Holoprosencephaly and cyclopia in bmp7b and bmpr1ba Crispant zebrafish.

Abstract

Holoprosencephaly (HPE) is the most frequent developmental disorder of the forebrain. In HPE, the early single anlage of the forebrain, the anterior neural plate (ANP) which encompasses the future telencephalon and eye field, fails to divide. BMP signaling and antagonism are overall important for nervous system development. The focus of this study was on the role of the ligand bmp7b and the receptor bmpr1ba during forebrain development. The zebrafish loci of bmp7b and bmpr1ba were targeted transiently with CRISPR/Ca9. Crispants for both bmp7b and bmpr1ba presented HPE and cyclopia, one central eye.

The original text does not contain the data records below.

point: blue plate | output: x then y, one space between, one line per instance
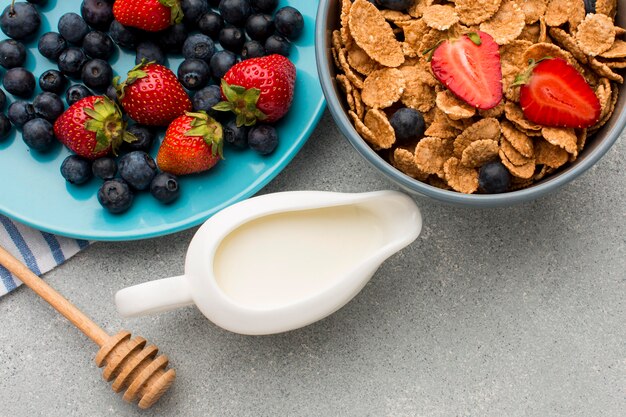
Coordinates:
34 192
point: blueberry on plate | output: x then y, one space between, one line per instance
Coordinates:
123 36
20 20
75 93
206 98
149 51
73 28
276 44
263 139
5 127
51 45
97 74
104 168
71 62
98 45
12 53
265 6
252 49
232 39
19 82
52 81
221 62
97 13
289 22
38 134
115 196
210 24
199 46
493 178
164 187
145 137
408 124
259 27
137 168
20 112
48 106
76 169
236 135
194 74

Subsequently, the ANP was addressed in bmp7b Crispants. The morphology of the eye field was affected, with important markers, rx3, six3b and cxcr4a expressed condensed at the midline. Induced expression of bmp4 is also known to result in HPE. Such bmp4 induction altered the expression of bmpr1ba. Zebrafish Crispants for bmp7b and bmpr1ba can be used as a novel HPE model. A challenge in future analyses will be the penetrance of phenotypes in Crispants. The advantages are, however, that analyses can be conducted anywhere, without the need of mutant lines. One important aspect for future analysis will be the role of individual bmp ligands, receptors and antagonists in forebrain development.